Long horizons run into post-quantum risk
Bitcoin’s signature schemes (ECDSA, Schnorr) are vulnerable to sufficiently large quantum computers. The window when this becomes a real concern is “sometime in the 2030s” — estimates vary. A 30-year inheritance plan signed today is a long bet on the protocol situation staying favorable. Our wizard warns when your unlock block lands past 2030; for very long horizons, plan to re-sign every few years as the protocol evolves.
Recipient address can’t change
If your heir loses their wallet between signing and broadcast, the inheritance still goes to the address you committed. They need to be holding the keys to that address when the time comes. (Pre-arranged addresses on a hardware wallet they own works. Hot wallets they later abandon don’t.)
Where Bitheritance fits
We’re the tool that makes building this transaction tractable. The actual cryptography is your wallet’s job — Sparrow, Coldcard, Ledger, Trezor, whatever you already use. We give you a wizard that says “here’s the recipient, here’s the locktime block, here’s the fee rate, copy these into your wallet’s Send tab,” and then we wrap the resulting signed hex into a portable package (QR + JSON + share link + printable PDF) you can hand to your heir.

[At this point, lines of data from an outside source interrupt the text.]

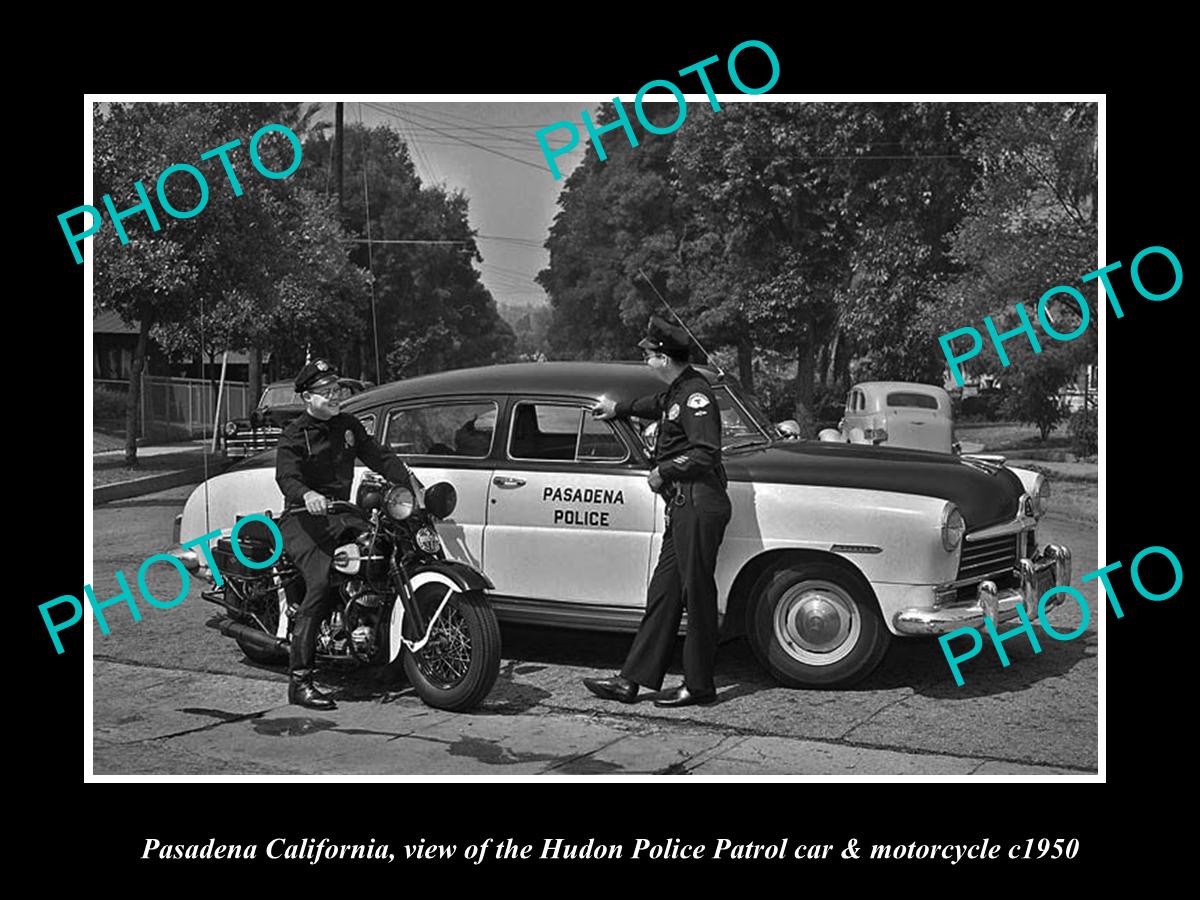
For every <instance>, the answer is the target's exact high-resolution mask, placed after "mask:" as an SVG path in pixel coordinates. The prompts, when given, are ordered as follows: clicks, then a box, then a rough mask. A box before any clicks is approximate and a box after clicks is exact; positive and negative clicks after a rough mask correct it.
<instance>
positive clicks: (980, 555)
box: [958, 534, 1024, 581]
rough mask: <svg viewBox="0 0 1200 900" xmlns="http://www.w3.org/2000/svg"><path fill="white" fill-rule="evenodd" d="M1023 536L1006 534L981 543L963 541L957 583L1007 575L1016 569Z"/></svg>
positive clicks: (976, 542) (978, 541)
mask: <svg viewBox="0 0 1200 900" xmlns="http://www.w3.org/2000/svg"><path fill="white" fill-rule="evenodd" d="M1022 538H1024V534H1006V535H1002V536H1000V538H989V539H986V540H982V541H964V542H962V554H961V557H960V558H959V577H958V581H967V580H971V581H983V580H984V578H994V577H996V576H1001V575H1008V574H1010V572H1012V571H1013V569H1015V568H1016V560H1018V559H1019V558H1020V547H1021V539H1022Z"/></svg>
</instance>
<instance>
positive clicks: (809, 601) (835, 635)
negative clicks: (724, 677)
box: [746, 563, 892, 688]
mask: <svg viewBox="0 0 1200 900" xmlns="http://www.w3.org/2000/svg"><path fill="white" fill-rule="evenodd" d="M746 613H748V614H746V634H748V635H749V637H750V644H751V647H752V648H754V652H755V655H756V656H757V658H758V661H760V662H762V665H763V667H764V668H767V671H768V672H770V674H772V676H774V677H775V678H776V679H778V680H779V682H781V683H782V684H786V685H788V686H791V688H814V686H820V688H845V686H848V685H851V684H854V683H856V682H859V680H862V679H863V678H865V677H866V676H869V674H870V673H871V672H872V671H874V670H875V667H876V666H878V665H880V661H881V660H882V659H883V655H884V654H886V653H887V649H888V646H889V644H890V643H892V635H890V634H889V632H888V629H887V626H886V625H884V624H883V619H882V617H881V616H880V611H878V606H877V605H876V602H875V598H874V596H872V594H871V589H870V587H869V586H868V584H866V582H865V581H864V580H863V578H862V576H859V575H857V574H854V572H850V571H847V570H846V569H844V568H841V566H839V565H835V564H833V563H798V564H787V565H784V566H780V568H776V569H773V570H770V571H768V572H767V574H766V575H763V576H762V577H761V578H760V580H758V583H757V584H756V586H755V589H754V593H752V596H751V600H750V606H749V610H748V611H746Z"/></svg>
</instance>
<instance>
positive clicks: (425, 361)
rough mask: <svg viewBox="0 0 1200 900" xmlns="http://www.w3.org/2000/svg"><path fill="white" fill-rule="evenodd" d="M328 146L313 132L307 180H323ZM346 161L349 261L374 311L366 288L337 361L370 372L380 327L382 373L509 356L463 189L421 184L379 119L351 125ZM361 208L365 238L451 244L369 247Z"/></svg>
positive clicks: (450, 367) (500, 361) (379, 349)
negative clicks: (341, 359) (364, 293)
mask: <svg viewBox="0 0 1200 900" xmlns="http://www.w3.org/2000/svg"><path fill="white" fill-rule="evenodd" d="M331 152H332V146H331V145H330V142H328V140H325V139H324V137H318V138H314V140H313V142H312V155H313V161H314V168H313V178H314V179H317V180H322V179H324V174H322V175H320V176H319V179H318V178H317V175H316V173H324V172H325V168H324V167H325V166H326V163H328V161H329V158H330V154H331ZM344 166H346V197H344V199H343V205H342V214H343V224H344V228H346V229H347V232H348V233H350V234H353V235H354V240H355V242H354V245H353V246H354V250H353V253H352V257H353V259H354V260H355V262H356V263H358V264H359V265H360V266H361V268H364V269H366V268H367V266H368V265H370V269H371V271H372V274H373V287H374V311H373V313H372V308H371V295H370V292H368V294H367V295H366V301H365V302H364V304H362V305H360V306H359V314H358V317H356V322H355V326H354V334H355V337H356V340H355V341H354V342H353V343H352V344H350V346H349V347H348V348H347V350H346V352H344V353H343V368H348V370H353V371H356V373H359V374H360V376H361V377H365V378H371V379H374V378H376V332H377V331H378V344H379V347H378V353H379V373H380V376H382V377H383V379H384V380H388V379H392V378H401V377H408V376H412V374H420V373H422V372H434V371H440V370H443V368H456V367H462V366H470V365H485V364H492V362H502V361H504V360H506V359H508V358H509V356H510V354H511V350H512V344H514V341H515V338H514V336H512V329H511V328H510V326H509V325H508V323H505V322H504V320H503V319H502V318H500V316H499V313H498V312H497V308H496V302H494V300H493V299H492V296H491V294H490V293H488V292H487V289H486V288H485V287H484V286H482V283H481V282H480V281H479V274H478V272H476V271H475V269H474V268H473V266H472V260H481V259H482V256H481V254H480V252H479V248H478V247H476V245H475V240H474V233H473V230H472V228H470V224H469V217H468V202H467V198H466V196H464V194H463V193H462V192H458V191H448V190H445V188H444V187H439V186H424V185H421V181H420V179H419V178H418V175H416V169H415V168H414V166H413V162H412V157H410V155H409V151H408V145H407V144H406V143H404V142H403V140H402V139H401V137H400V136H398V134H397V133H396V132H395V131H392V130H391V128H388V127H384V126H377V127H373V128H367V127H364V126H362V125H350V126H348V127H347V133H346V163H344ZM364 175H365V178H364ZM364 184H365V186H366V190H364ZM314 186H316V181H314ZM368 205H370V210H371V228H370V232H371V238H372V241H404V240H413V241H452V242H451V244H394V242H379V244H372V246H371V248H370V253H368V250H367V245H366V240H365V239H366V235H367V206H368Z"/></svg>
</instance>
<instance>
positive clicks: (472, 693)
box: [401, 582, 500, 712]
mask: <svg viewBox="0 0 1200 900" xmlns="http://www.w3.org/2000/svg"><path fill="white" fill-rule="evenodd" d="M448 589H449V590H450V592H451V594H450V599H449V600H448V601H446V605H445V608H444V610H443V611H442V614H440V616H439V617H438V620H437V622H436V623H434V624H433V630H432V631H431V634H430V640H428V642H427V643H426V644H425V647H422V648H421V649H420V650H419V652H418V653H412V652H410V650H409V649H408V648H407V647H406V648H403V649H402V650H401V656H402V659H403V666H404V674H406V676H407V677H408V682H409V684H412V685H413V688H414V689H415V690H416V695H418V696H419V697H420V698H421V700H422V701H424V702H425V703H426V704H428V706H431V707H434V708H437V709H449V710H454V712H461V710H464V709H470V708H472V707H475V706H478V704H479V703H480V702H482V700H484V698H485V697H486V696H487V695H488V692H490V691H491V690H492V685H494V684H496V677H497V676H498V674H499V672H500V626H499V623H498V622H497V620H496V612H494V611H493V610H492V607H491V605H490V604H488V602H487V598H486V596H485V595H484V594H482V593H481V592H478V590H468V592H461V590H456V589H452V588H449V587H448V586H446V584H444V583H442V582H430V583H427V584H422V586H421V587H419V588H418V589H416V592H415V594H414V596H415V599H416V602H418V605H419V606H420V608H421V612H424V613H425V616H426V617H427V618H432V616H433V613H434V612H437V608H438V605H439V604H440V602H442V598H443V596H445V594H446V590H448Z"/></svg>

We also optionally watch the chain on your behalf and send email alerts when something changes — invalidation, approaching unlock, broadcast, confirmation. That’s a paid feature ($2/month, mainnet only) because polling the chain for years is the only thing that has real ongoing operational cost. Building the plan is free.
The architecture matters: we don’t custody anything. Your keys never touch our server. The signed transaction lives in your wallet (and in copies you save). If we shut down, the package still works. If we get hacked, the worst case is the attacker reads xpubs you opted to save — they can derive your addresses but can’t spend.
Try it on signet first
Signet is Bitcoin’s test network — same protocol, no real-value coins, free faucet to get test BTC. Build a plan with a short unlock block (10 blocks ahead), wait the ~100 minutes for it to fire, broadcast it as the “heir,” and you’ve end-to-end tested the whole flow before risking real money on mainnet.
The free-tier in Bitheritance covers signet completely. We strongly recommend doing this once before building anything for real.
If you’ve thought about Bitcoin inheritance and bounced off the available options, this approach is worth understanding. It’s not magic — every trade-off above is real — but the structure is honest in a way the custodial alternatives aren’t. The network enforces the timelock, not us. That changes everything about what trust means here.